Our mini-vaction stumbles across fire drama
I promised pictures from our trip, but got ones I wasn't quite expecting. This was the most impressive of pictures, taken out of my front windshield just before finding out I-80, the road we were traveling on, was closed.

At the time, we didn't know what was going on. Nothing on the radio and my husband couldn't find any information online when I called him. But winds were gusting at 50 miles an hour, the air was filled with smoke and one can only imagine how far such a blaze could be carried with the dried out corn husks which were blowing through the air. As we came closer, we saw the farmers had turned on their irrigation systems to help wet down the dried out fields.
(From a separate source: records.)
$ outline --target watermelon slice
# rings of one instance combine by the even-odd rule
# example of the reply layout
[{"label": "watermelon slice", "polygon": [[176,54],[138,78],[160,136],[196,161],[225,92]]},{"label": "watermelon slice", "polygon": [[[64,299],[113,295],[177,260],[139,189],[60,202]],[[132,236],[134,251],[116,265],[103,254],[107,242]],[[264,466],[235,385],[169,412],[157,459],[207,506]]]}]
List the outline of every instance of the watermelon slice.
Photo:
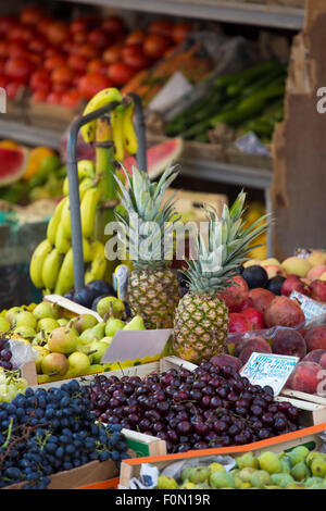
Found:
[{"label": "watermelon slice", "polygon": [[18,180],[28,162],[28,150],[23,147],[0,147],[0,187]]},{"label": "watermelon slice", "polygon": [[[172,138],[166,142],[158,144],[147,150],[147,170],[151,178],[162,174],[166,166],[179,158],[183,150],[183,139]],[[135,157],[127,157],[124,166],[129,174],[133,174],[133,165],[137,166]]]}]

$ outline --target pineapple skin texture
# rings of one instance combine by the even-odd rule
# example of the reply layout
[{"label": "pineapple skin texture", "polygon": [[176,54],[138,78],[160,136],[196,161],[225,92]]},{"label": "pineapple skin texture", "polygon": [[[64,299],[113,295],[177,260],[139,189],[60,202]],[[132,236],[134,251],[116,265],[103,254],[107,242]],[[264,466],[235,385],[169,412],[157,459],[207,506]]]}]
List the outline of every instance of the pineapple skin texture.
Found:
[{"label": "pineapple skin texture", "polygon": [[173,328],[174,315],[180,299],[175,272],[134,270],[128,279],[128,303],[134,315],[141,315],[147,329]]},{"label": "pineapple skin texture", "polygon": [[176,310],[173,350],[176,357],[200,363],[224,353],[228,334],[228,308],[221,298],[187,292]]}]

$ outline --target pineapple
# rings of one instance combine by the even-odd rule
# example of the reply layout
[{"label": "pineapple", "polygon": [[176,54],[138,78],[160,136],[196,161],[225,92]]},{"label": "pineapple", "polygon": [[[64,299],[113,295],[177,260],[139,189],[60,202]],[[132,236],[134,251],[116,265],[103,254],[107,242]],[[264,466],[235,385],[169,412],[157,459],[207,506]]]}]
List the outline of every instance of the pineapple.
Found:
[{"label": "pineapple", "polygon": [[185,360],[199,363],[225,352],[228,309],[218,292],[233,284],[239,265],[252,250],[251,242],[267,227],[266,215],[249,228],[243,227],[244,200],[246,194],[241,191],[230,210],[224,207],[221,219],[213,209],[205,209],[208,247],[199,234],[196,258],[187,260],[188,269],[183,271],[189,292],[179,301],[174,322],[173,349]]},{"label": "pineapple", "polygon": [[[127,174],[127,173],[126,173]],[[171,237],[178,221],[174,196],[163,204],[163,196],[177,176],[175,166],[168,166],[159,183],[151,183],[145,172],[133,169],[127,187],[116,177],[121,203],[126,215],[115,212],[123,226],[121,242],[133,270],[128,279],[127,300],[133,315],[141,315],[147,328],[172,328],[180,292],[176,273],[168,267],[173,244],[166,253],[165,238]],[[137,215],[137,216],[135,216]],[[136,220],[138,227],[136,227]],[[142,235],[148,222],[158,227]],[[148,225],[148,224],[147,224]]]}]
Later, we saw quite a few tractors out, although at the time we assumed they were doing whatever farm work needed to be done.
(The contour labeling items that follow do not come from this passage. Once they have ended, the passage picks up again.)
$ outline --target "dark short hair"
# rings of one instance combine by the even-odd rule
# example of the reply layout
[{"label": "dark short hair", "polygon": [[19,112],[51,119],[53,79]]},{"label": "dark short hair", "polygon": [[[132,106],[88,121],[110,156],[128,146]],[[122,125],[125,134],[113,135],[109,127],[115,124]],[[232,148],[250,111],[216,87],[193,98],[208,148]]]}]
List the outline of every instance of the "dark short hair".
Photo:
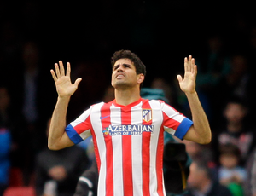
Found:
[{"label": "dark short hair", "polygon": [[144,76],[146,76],[146,66],[141,61],[141,59],[134,53],[131,52],[130,50],[119,50],[116,51],[113,57],[111,58],[111,66],[112,70],[114,63],[116,61],[119,59],[129,59],[131,62],[133,62],[135,68],[136,68],[136,73],[140,74],[143,73]]}]

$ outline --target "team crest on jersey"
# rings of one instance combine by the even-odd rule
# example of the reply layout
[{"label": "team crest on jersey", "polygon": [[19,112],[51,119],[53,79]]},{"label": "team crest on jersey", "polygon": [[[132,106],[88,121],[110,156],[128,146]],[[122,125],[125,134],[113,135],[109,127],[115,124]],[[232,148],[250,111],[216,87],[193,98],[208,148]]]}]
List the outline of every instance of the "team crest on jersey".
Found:
[{"label": "team crest on jersey", "polygon": [[143,109],[143,119],[146,122],[152,120],[152,110],[151,109]]},{"label": "team crest on jersey", "polygon": [[109,125],[103,129],[105,136],[110,135],[140,135],[143,132],[153,132],[154,125],[131,124],[131,125]]}]

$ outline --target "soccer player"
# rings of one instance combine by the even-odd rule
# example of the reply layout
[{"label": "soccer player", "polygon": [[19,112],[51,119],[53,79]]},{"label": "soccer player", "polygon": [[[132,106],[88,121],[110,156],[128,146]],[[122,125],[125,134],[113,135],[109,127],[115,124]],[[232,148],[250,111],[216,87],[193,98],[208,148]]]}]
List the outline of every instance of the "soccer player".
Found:
[{"label": "soccer player", "polygon": [[81,78],[70,81],[70,63],[62,61],[50,72],[58,100],[49,135],[49,148],[58,150],[92,135],[99,170],[98,195],[166,195],[163,179],[164,131],[201,144],[211,141],[207,118],[195,91],[197,68],[191,55],[184,59],[183,78],[177,75],[187,95],[192,119],[162,101],[140,96],[146,67],[130,50],[112,57],[112,80],[115,99],[92,105],[76,120],[66,124],[71,95]]}]

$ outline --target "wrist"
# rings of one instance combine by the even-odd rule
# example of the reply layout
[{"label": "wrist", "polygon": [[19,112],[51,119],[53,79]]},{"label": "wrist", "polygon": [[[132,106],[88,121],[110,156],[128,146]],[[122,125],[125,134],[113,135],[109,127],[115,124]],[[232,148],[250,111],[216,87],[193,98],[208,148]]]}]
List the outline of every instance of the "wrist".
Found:
[{"label": "wrist", "polygon": [[59,101],[69,101],[70,100],[70,95],[58,95],[58,100]]}]

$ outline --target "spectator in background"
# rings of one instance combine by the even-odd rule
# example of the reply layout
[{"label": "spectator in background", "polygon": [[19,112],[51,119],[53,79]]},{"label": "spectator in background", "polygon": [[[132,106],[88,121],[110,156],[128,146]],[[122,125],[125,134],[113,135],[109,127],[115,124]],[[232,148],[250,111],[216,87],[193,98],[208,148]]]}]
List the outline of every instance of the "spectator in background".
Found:
[{"label": "spectator in background", "polygon": [[186,152],[189,153],[192,160],[201,160],[207,163],[208,167],[215,167],[215,164],[212,160],[212,153],[208,146],[202,146],[201,144],[190,141],[181,141],[181,143],[185,144]]},{"label": "spectator in background", "polygon": [[246,170],[247,178],[242,186],[244,196],[256,196],[256,147],[248,156]]},{"label": "spectator in background", "polygon": [[[49,120],[47,130],[49,124]],[[60,151],[45,147],[36,160],[37,196],[73,196],[79,177],[89,165],[84,150],[77,146]]]},{"label": "spectator in background", "polygon": [[232,196],[230,191],[212,177],[205,162],[194,160],[188,178],[188,193],[184,196]]},{"label": "spectator in background", "polygon": [[13,107],[13,100],[9,89],[2,83],[0,84],[0,167],[3,169],[0,171],[1,182],[3,179],[6,181],[5,183],[9,182],[9,170],[12,167],[19,169],[24,167],[25,149],[20,118],[15,108]]},{"label": "spectator in background", "polygon": [[230,99],[225,106],[223,115],[225,122],[219,130],[212,135],[212,150],[218,162],[219,152],[217,149],[220,145],[233,144],[238,147],[241,152],[241,164],[246,164],[247,156],[255,147],[255,131],[246,121],[248,108],[242,100],[237,97]]},{"label": "spectator in background", "polygon": [[233,144],[220,146],[218,179],[234,196],[242,196],[242,184],[247,179],[247,170],[240,165],[241,153]]}]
Turns out they were trying to help keep the fire from spreading as residents along I-80 were being evacuated from the path of a blaze that was covering four square miles and spreading while continual radio traffic had killed the batteries in firefighters' radios.

A countywide state of emergency was declared, and last I checked the fire still wasn't under control.

And this was truly amazing...conditions south of the fire:

Obscuring the view of the irrigation system not 100 feet from me was not smoke, but dust kicked up in 50mph gusts that were causing the car to slide on the gravel road. I opened the window to take this picture and we choked on the dust and were hit by several flying bits of corn husks before I rolled it up again.

It seems strange now...we spent the entire evening circling this fire without ever really knowing for sure what was going on. We had no idea the area was being evacuated, no idea the fire was out of control, no idea just how large it had gotten.

And yet we were right there as we drove around looking for birds in the fields, taking a break at Cabela's, hiking around the trail at the observation bridge and generally killing time until sunset brought the birds in to roost in the river. The sky was too gray for much in the way of photography...last year, watching the cranes flying in to roost against a brilliant sunset was breathtaking. This year it was gray birds against a gray backdrop landing in a gray river.

But they still managed to fill the air with their karroo, even above the howl of the wind.